William Ward Watkin (January 21, 1886 – June 24, 1952) was an architect primarily practicing in Houston, Texas.

Watkin was born in Boston, Massachusetts on January 21, 1886, and grew up in Danville, Pennsylvania, where he graduated from high school in 1903. After graduating from the University of Pennsylvania in 1908, he spent a year in Europe and then moved to Boston, Massachusetts to join the architecture firm of Cram, Goodhue & Ferguson. Watkin was then sent to Houston, TX to work on plans for Rice Institute (now named Rice University) and was the firm's representative supervisor there. Edgar Odell Lovett, the President of Rice Institute, offered Watkin a faculty position in architectural engineering when the Institute opened in 1912. He later became the head of the architecture department, a position he held until his death.[1]

In addition to his duties at Rice, Watkin designed a large number of structures, many of which are architecturally significant. He died and was interred at Forest Park Cemetery in Houston .[1]

Early life[edit]

William Ward Watkin's parents were Fred Ward and Mary Mathilda (née Hancock) Watkin. The family moved to Danville, Pennsylvania, where young William graduated from Danville High School in 1903. He entered the University of Pennsylvania, where he studied architecture with Paul Philippe Cret and earned a B.S. degree in architecture in 1908. In 1909, he joined the Boston architectural firm of Cram, Goodhue, and Ferguson.[1] In 1910, the firm sent him to Houston, Texas to supervise construction of the newly created Rice Institute (now Rice University).[1]

Watkin married Annie Ray Townsend in 1914. They had three children, two daughters and a son: Annie Ray Watkin (1914-2011), Rosemary Watkin (1917-1984) and William Ward Watkin, Jr. (1919-2001). His first wife died in 1928. His second wife was Josephine Cockerel, who died in 1987.[2]


Watkin's first major assignment was to oversee construction of a new school in Houston, Texas named the William Marsh Rice Institute. Watkin had helped prepare the original masterplan drawings following intense correspondence between Cram, Goodhue, and President Lovett.[3] The initial complement of structures included the Administration Building (now named Lovett Hall), a power plant and Mechanical Laboratory, and one dormitory with a dining hall, located on 300 acres (120 ha) two miles southwest of downtown on an unpaved Main Street. The cornerstone of the Administration Building was laid in 1911.

Academic career[edit]

After the school opened in 1912, Watkin was hired by Dr. Edgar Odell Lovett, the president of Rice, to become an instructor in architectural engineering. He was promoted to assistant professor in 1915 and full professor in 1922. In this capacity, he would continue to work on newer buildings for the campus and nearby, such as:

  • Autry House (1920), the unofficial student center across Main Street
  • Rice Fieldhouse (1920)
  • Harry Crothers Wiess House (1920), later purchased by Rice and used as the President's House.
  • Chemistry Building (1925), later renamed Keck Hall
  • Robert and Agnes Cohen House (1927), which houses the faculty club.
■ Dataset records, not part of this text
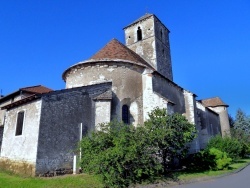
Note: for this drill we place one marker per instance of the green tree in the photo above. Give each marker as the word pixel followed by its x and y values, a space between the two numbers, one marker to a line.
pixel 120 154
pixel 169 134
pixel 123 154
pixel 242 121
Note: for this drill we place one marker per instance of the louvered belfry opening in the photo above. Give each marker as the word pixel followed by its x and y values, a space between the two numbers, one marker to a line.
pixel 125 114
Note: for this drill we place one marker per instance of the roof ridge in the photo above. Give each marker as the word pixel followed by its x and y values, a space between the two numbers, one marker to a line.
pixel 112 51
pixel 30 87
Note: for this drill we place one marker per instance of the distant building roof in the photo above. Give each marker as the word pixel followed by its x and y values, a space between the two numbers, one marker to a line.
pixel 213 102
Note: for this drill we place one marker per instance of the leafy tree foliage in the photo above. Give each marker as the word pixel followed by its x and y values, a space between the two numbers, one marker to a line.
pixel 122 154
pixel 242 122
pixel 227 144
pixel 169 134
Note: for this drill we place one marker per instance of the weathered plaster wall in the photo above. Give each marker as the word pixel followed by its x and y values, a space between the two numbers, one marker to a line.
pixel 209 124
pixel 151 99
pixel 61 116
pixel 102 112
pixel 126 85
pixel 145 47
pixel 224 121
pixel 163 56
pixel 1 137
pixel 18 153
pixel 170 91
pixel 154 46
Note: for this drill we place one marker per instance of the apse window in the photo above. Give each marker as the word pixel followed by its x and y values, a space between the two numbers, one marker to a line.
pixel 125 114
pixel 19 124
pixel 139 34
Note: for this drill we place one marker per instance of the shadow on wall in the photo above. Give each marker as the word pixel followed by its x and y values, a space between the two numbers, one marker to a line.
pixel 1 137
pixel 117 112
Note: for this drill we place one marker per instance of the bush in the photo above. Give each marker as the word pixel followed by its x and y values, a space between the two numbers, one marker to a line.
pixel 244 139
pixel 227 144
pixel 120 155
pixel 169 134
pixel 208 159
pixel 221 161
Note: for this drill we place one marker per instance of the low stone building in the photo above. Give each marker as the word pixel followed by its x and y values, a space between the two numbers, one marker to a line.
pixel 41 131
pixel 123 82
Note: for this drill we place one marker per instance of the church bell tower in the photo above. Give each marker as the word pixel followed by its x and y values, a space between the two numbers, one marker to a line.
pixel 149 38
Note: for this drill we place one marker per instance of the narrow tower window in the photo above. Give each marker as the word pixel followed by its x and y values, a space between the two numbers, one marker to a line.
pixel 139 34
pixel 19 124
pixel 125 114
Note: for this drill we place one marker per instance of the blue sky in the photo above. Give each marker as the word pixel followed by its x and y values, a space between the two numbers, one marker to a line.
pixel 210 41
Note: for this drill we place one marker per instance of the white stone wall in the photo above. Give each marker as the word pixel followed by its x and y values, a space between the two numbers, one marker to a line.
pixel 102 112
pixel 224 121
pixel 22 148
pixel 126 85
pixel 151 100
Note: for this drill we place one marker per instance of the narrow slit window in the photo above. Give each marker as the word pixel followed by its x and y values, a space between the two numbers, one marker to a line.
pixel 19 125
pixel 125 114
pixel 139 34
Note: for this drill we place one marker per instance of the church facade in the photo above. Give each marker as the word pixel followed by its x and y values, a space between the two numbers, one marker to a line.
pixel 123 82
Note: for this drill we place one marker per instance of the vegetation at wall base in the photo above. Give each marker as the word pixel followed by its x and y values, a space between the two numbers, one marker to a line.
pixel 123 154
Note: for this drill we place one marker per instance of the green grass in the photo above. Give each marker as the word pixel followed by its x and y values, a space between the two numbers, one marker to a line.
pixel 8 180
pixel 188 176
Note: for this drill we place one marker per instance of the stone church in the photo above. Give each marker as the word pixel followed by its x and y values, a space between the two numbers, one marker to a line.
pixel 125 82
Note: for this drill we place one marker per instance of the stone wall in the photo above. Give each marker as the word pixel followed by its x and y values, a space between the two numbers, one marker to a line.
pixel 126 85
pixel 1 137
pixel 208 124
pixel 61 116
pixel 170 91
pixel 18 153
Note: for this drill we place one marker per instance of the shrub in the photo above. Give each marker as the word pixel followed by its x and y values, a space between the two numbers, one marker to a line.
pixel 221 161
pixel 208 159
pixel 227 144
pixel 120 155
pixel 244 139
pixel 169 134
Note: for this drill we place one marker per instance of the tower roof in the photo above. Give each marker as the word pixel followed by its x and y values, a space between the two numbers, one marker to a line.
pixel 145 16
pixel 113 51
pixel 213 102
pixel 116 50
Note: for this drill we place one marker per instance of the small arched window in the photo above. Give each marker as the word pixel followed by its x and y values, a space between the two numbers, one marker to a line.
pixel 139 34
pixel 125 114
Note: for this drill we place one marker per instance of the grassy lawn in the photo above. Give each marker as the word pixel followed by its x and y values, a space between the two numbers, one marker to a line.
pixel 9 180
pixel 188 176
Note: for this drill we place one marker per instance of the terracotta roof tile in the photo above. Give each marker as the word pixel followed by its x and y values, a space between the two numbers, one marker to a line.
pixel 116 50
pixel 147 15
pixel 36 89
pixel 213 102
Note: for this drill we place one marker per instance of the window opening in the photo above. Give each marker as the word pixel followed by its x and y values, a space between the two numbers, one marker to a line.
pixel 139 34
pixel 125 114
pixel 19 125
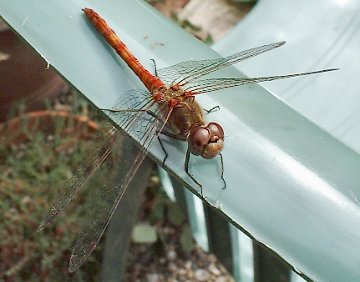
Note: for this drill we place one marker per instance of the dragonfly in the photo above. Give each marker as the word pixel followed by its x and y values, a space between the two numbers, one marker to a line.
pixel 167 106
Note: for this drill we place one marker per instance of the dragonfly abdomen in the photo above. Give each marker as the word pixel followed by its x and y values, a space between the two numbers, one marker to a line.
pixel 150 81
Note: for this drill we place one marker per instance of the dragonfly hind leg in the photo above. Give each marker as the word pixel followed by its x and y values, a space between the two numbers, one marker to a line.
pixel 187 159
pixel 213 109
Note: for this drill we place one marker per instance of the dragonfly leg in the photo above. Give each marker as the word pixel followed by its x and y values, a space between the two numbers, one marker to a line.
pixel 169 134
pixel 187 159
pixel 155 68
pixel 213 109
pixel 222 171
pixel 164 150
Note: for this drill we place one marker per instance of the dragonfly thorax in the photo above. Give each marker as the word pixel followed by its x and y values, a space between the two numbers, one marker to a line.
pixel 207 140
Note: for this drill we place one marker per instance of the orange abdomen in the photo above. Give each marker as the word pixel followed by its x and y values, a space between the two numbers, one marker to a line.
pixel 150 81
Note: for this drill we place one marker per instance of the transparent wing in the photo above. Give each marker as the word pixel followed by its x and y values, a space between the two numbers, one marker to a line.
pixel 147 127
pixel 185 72
pixel 135 104
pixel 213 84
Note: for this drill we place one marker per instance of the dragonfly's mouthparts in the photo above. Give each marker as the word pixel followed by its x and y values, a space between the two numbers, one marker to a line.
pixel 207 141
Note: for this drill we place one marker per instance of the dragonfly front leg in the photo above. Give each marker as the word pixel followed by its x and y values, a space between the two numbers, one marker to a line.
pixel 187 159
pixel 171 135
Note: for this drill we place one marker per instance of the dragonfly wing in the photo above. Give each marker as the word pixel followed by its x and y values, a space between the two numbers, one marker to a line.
pixel 109 196
pixel 213 84
pixel 185 72
pixel 105 141
pixel 103 148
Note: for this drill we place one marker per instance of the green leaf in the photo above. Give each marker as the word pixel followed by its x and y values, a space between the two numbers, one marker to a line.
pixel 144 233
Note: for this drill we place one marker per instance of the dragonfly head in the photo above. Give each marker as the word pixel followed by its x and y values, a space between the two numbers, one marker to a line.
pixel 206 141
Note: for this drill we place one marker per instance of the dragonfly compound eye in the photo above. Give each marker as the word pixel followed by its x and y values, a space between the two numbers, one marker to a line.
pixel 207 141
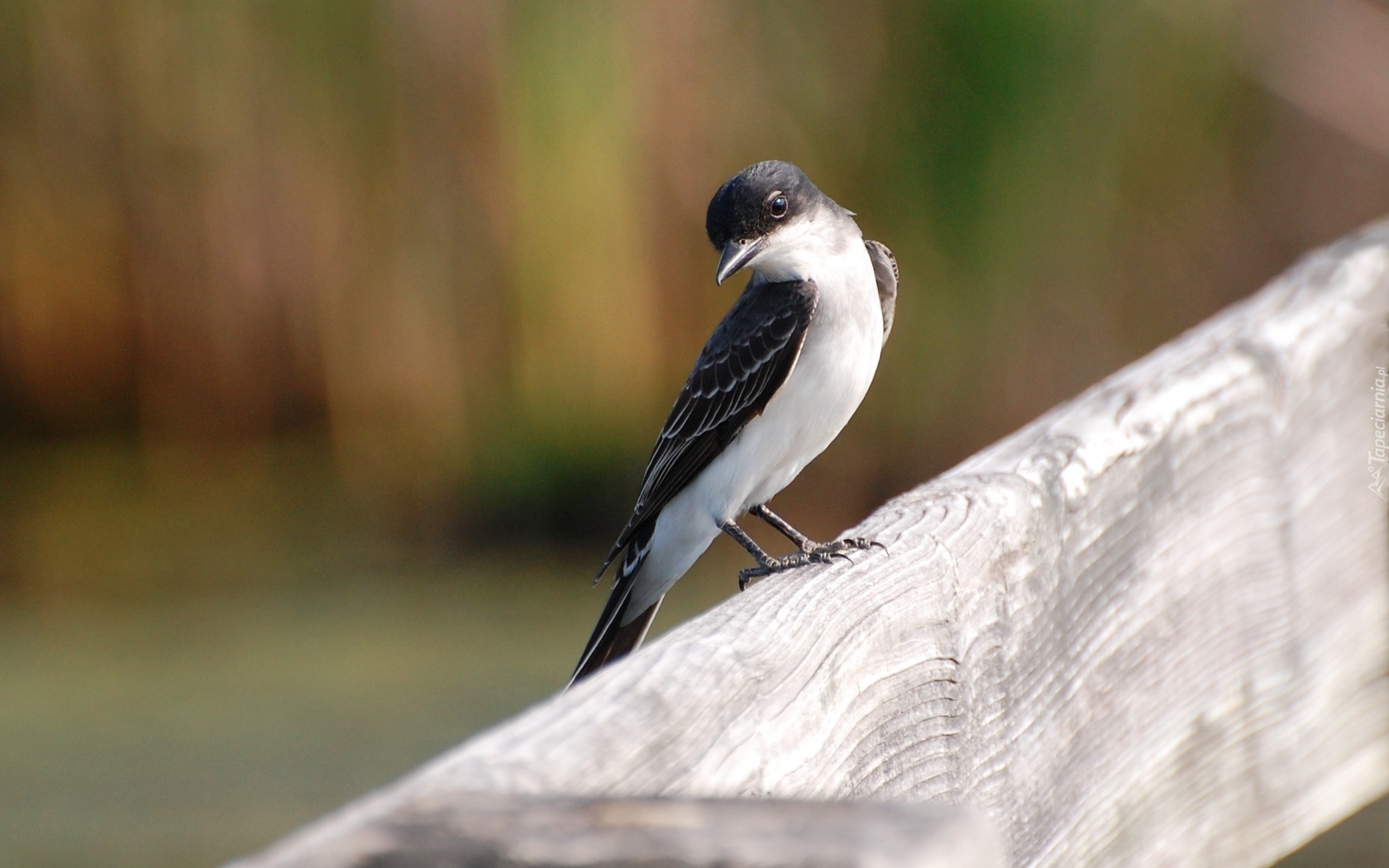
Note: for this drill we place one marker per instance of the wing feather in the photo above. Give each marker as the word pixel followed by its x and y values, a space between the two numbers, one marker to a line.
pixel 743 365
pixel 885 271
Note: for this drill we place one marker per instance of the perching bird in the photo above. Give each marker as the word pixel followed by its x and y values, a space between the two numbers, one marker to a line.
pixel 774 386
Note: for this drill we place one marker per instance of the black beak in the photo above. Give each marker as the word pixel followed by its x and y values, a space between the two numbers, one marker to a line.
pixel 737 253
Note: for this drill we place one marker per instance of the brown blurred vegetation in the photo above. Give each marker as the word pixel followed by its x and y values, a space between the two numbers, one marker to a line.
pixel 461 245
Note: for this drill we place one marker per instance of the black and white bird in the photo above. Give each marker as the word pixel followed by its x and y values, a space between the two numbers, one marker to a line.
pixel 774 386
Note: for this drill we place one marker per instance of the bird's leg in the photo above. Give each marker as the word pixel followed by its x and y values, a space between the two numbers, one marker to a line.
pixel 819 551
pixel 766 564
pixel 803 542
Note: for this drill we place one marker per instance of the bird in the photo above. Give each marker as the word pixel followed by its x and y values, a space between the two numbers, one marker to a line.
pixel 776 384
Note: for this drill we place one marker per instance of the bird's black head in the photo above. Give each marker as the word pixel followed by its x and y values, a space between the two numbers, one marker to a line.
pixel 755 202
pixel 752 206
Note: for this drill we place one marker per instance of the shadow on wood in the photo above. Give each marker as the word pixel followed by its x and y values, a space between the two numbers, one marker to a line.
pixel 1149 628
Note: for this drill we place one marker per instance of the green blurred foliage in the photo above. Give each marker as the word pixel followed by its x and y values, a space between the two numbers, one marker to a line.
pixel 463 243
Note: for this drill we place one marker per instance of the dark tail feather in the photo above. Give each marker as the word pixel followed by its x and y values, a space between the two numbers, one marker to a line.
pixel 613 641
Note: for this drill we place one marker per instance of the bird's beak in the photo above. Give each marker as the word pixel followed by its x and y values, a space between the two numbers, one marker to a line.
pixel 737 253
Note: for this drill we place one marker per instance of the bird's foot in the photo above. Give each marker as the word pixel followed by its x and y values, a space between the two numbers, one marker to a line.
pixel 810 553
pixel 824 551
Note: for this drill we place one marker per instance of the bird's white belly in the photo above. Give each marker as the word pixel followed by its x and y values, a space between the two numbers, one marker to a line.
pixel 807 413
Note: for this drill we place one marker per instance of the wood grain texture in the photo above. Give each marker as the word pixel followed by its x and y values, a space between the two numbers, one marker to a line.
pixel 489 829
pixel 1150 628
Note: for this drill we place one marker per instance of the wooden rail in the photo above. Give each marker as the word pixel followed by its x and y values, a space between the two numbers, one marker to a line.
pixel 1150 628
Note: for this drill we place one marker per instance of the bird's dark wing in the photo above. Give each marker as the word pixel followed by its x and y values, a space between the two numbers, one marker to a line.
pixel 885 271
pixel 743 365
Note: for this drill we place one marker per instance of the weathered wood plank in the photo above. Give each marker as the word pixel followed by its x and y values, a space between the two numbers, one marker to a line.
pixel 1149 628
pixel 488 829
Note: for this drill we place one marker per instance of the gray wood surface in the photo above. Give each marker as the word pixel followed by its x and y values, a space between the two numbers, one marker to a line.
pixel 488 829
pixel 1150 628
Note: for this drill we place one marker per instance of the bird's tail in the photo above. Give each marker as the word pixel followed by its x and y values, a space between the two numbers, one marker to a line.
pixel 617 633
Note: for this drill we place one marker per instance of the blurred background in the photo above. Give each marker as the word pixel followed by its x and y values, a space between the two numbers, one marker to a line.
pixel 334 334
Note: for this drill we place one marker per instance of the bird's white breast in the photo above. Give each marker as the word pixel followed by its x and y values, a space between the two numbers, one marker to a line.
pixel 807 413
pixel 824 389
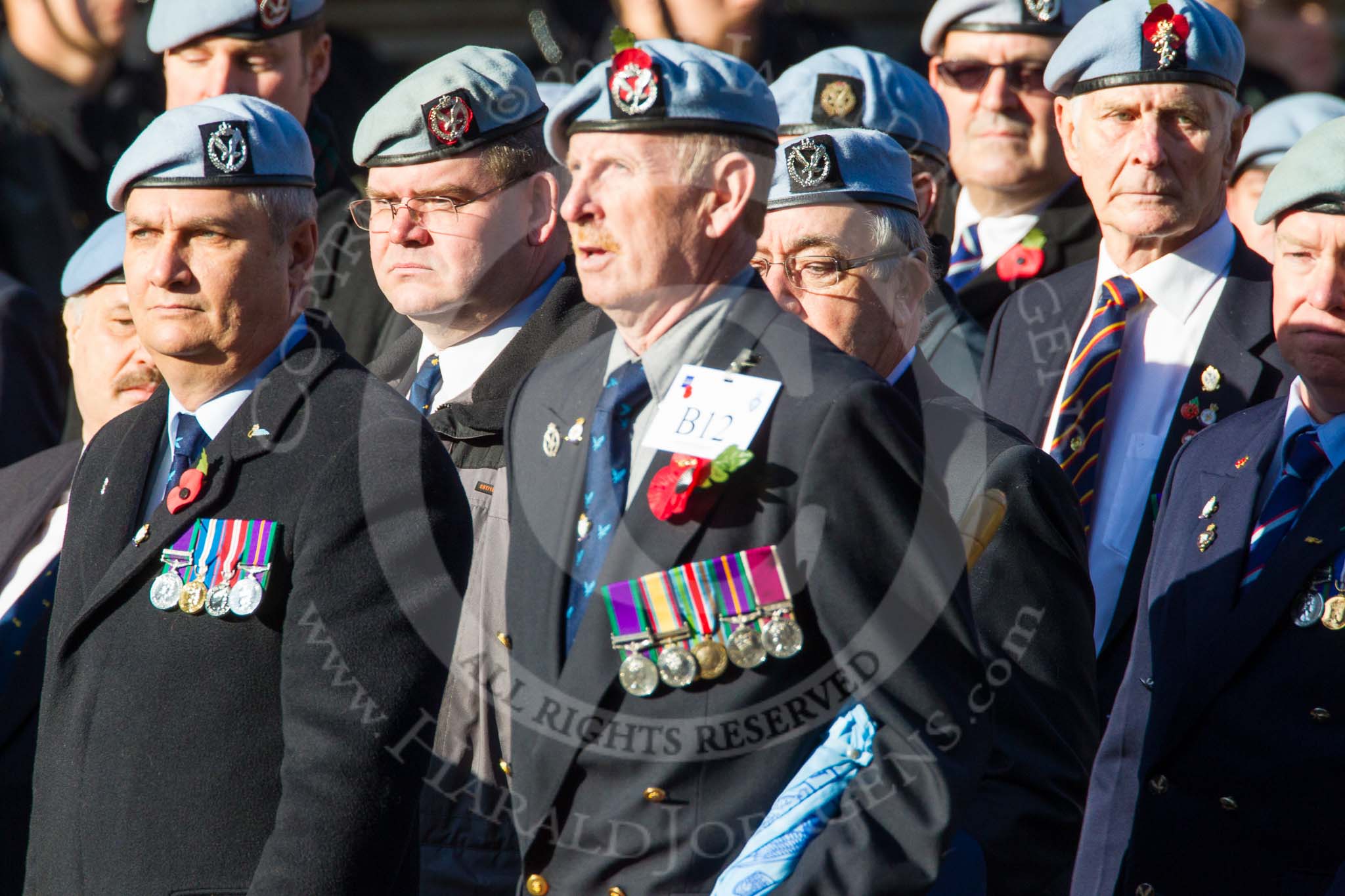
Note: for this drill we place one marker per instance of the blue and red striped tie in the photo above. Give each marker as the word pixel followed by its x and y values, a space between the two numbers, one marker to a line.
pixel 1083 409
pixel 1305 461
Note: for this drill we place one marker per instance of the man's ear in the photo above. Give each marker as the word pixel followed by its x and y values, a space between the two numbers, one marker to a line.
pixel 734 184
pixel 301 247
pixel 544 198
pixel 319 64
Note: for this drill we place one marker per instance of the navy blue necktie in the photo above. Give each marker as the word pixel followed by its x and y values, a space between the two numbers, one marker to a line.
pixel 1305 461
pixel 606 480
pixel 186 449
pixel 19 620
pixel 428 379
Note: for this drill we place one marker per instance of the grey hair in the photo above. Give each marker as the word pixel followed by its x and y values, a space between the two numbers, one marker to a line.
pixel 284 207
pixel 896 230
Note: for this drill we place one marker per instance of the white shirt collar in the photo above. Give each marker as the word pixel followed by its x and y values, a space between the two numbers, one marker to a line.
pixel 1178 281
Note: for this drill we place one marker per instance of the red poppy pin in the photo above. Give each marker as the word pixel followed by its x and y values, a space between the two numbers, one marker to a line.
pixel 671 488
pixel 1166 32
pixel 188 485
pixel 1024 259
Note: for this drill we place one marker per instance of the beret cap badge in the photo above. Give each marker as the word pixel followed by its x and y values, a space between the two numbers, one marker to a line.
pixel 228 148
pixel 634 83
pixel 450 119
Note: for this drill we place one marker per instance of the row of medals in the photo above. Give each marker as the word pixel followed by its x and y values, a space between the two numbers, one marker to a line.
pixel 191 597
pixel 1313 606
pixel 678 667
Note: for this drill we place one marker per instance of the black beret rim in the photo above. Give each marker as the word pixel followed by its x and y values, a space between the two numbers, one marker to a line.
pixel 1157 77
pixel 690 125
pixel 841 198
pixel 449 152
pixel 249 34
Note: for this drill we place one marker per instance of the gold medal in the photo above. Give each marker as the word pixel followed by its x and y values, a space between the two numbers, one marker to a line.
pixel 712 657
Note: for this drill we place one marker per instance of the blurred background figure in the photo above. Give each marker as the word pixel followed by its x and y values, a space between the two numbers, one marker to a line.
pixel 1273 131
pixel 112 373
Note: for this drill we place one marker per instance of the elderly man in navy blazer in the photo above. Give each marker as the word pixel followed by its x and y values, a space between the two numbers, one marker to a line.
pixel 1216 774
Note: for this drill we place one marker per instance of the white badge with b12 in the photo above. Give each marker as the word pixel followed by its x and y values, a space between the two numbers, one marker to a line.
pixel 708 410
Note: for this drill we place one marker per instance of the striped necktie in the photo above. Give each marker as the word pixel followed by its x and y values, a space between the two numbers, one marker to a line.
pixel 965 261
pixel 1305 461
pixel 1083 410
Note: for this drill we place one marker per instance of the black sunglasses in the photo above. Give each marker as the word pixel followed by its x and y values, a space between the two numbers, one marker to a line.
pixel 971 75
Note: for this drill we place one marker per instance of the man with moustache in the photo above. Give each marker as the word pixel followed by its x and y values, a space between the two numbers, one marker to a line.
pixel 1211 774
pixel 1115 363
pixel 112 372
pixel 1019 214
pixel 1030 597
pixel 280 50
pixel 648 688
pixel 467 244
pixel 260 563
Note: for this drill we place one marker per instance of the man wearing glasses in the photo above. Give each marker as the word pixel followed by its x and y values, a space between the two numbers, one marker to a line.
pixel 850 258
pixel 1020 213
pixel 466 242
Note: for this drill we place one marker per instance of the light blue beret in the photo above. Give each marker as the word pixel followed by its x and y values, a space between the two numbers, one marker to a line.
pixel 666 85
pixel 1312 171
pixel 225 141
pixel 462 100
pixel 553 92
pixel 1124 42
pixel 854 88
pixel 99 261
pixel 1049 18
pixel 847 164
pixel 174 23
pixel 1278 125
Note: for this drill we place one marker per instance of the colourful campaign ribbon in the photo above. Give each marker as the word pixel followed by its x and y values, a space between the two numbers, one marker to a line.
pixel 626 612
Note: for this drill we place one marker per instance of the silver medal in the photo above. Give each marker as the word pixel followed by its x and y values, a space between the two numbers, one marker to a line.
pixel 163 593
pixel 745 649
pixel 638 675
pixel 782 637
pixel 217 599
pixel 245 597
pixel 677 667
pixel 1309 612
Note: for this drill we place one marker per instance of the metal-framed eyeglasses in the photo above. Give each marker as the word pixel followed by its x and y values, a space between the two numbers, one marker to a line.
pixel 818 272
pixel 436 214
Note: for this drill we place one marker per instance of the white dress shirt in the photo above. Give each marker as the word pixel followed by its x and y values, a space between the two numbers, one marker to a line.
pixel 1162 335
pixel 42 553
pixel 463 364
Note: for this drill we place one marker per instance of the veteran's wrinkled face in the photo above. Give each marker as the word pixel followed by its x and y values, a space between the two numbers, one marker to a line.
pixel 1309 304
pixel 277 69
pixel 110 370
pixel 635 223
pixel 208 281
pixel 1155 159
pixel 1243 195
pixel 479 250
pixel 1002 133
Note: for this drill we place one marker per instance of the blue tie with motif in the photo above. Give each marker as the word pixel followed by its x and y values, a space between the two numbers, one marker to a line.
pixel 186 449
pixel 1305 461
pixel 965 261
pixel 428 379
pixel 606 480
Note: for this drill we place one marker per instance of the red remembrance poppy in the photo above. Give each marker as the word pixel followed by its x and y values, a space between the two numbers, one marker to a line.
pixel 188 486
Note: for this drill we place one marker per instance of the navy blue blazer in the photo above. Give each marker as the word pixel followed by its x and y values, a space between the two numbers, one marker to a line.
pixel 1216 774
pixel 1029 347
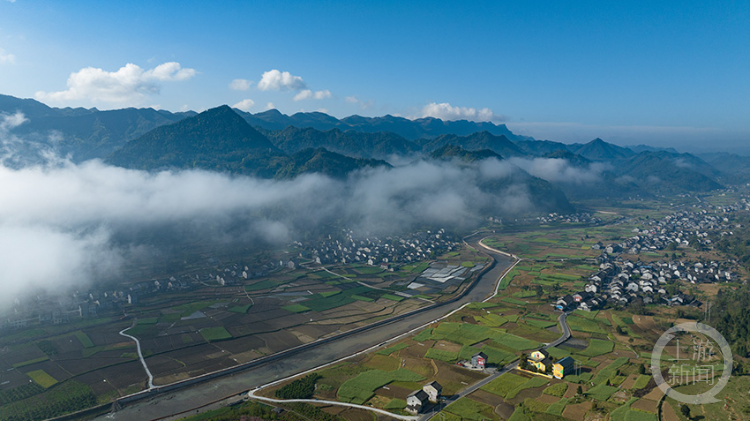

In 1927, he became a full professor and maintained that rank until his death in 1952.

Watkins established a traveling architectural fellowship in 1928, which enabled one student per year to travel abroad while studying architecture. The fellowship was renamed for its founder in 1953 and is now the William Ward Watkin Traveling Fellowship.[4]

Commercial practice[edit]

Watkin also conducted a commercial architectural practice in parallel with his academic position. This enabled him to participate in creating a number of notable projects. Most were built in the Houston area, but a few were outside the area. For example, he designed the campus of Texas Tech University and its administration building in Lubbock, Texas.